Visuellement, c’est aussi flippant que fascinant. Tout est désaturé, gris, froid. On sent la crasse, la solitude, la folie. On est littéralement dans la tête du personnage. Le réal, Brad Anderson, fait ça avec une lenteur maîtrisée, en installant un climat pesant sans jamais forcer. Plus t’avances, plus t’étouffes, et tu sais même pas exactement pourquoi. C’est du pur malaise, lent, insidieux.
Y’a aussi une vibe très Hitchcock dans la façon dont le doute s’installe. Rien n’est vraiment clair, tout semble à côté de la plaque, y’a des silences, des regards bizarres, des moments où tu te demandes si t’as rêvé ou si t’as raté un truc. Et puis ce twist… wow. Le genre de révélation qui te donne envie de tout revoir direct pour repérer les signes. C’est brutal, mais c’est aussi super bien amené quand tu y repenses.
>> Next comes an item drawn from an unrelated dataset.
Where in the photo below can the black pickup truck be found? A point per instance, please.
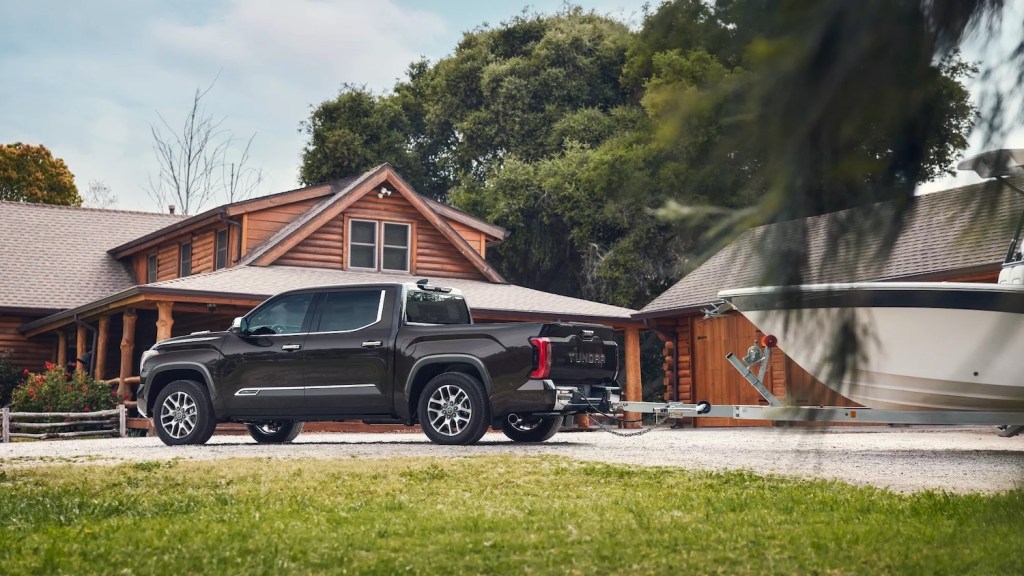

Alors oui, c’est pas un film très bavard. Parfois, tu ressens un petit vide, comme si t’aurais aimé creuser encore un peu plus dans la tête du perso via des dialogues, des échanges. Et le twist peut paraître un peu sorti de nulle part pour certains. Mais honnêtement, ça m’a pas gêné plus que ça. Le voyage vaut largement le coup.
Bref, c’est exactement le genre de film que j’adore : sombre, dérangeant, mentalement claustro. Si t’as aimé te perdre dans ce labyrinthe de culpabilité et de parano, balance-moi d’autres titres dans le même délire. J’en redemande.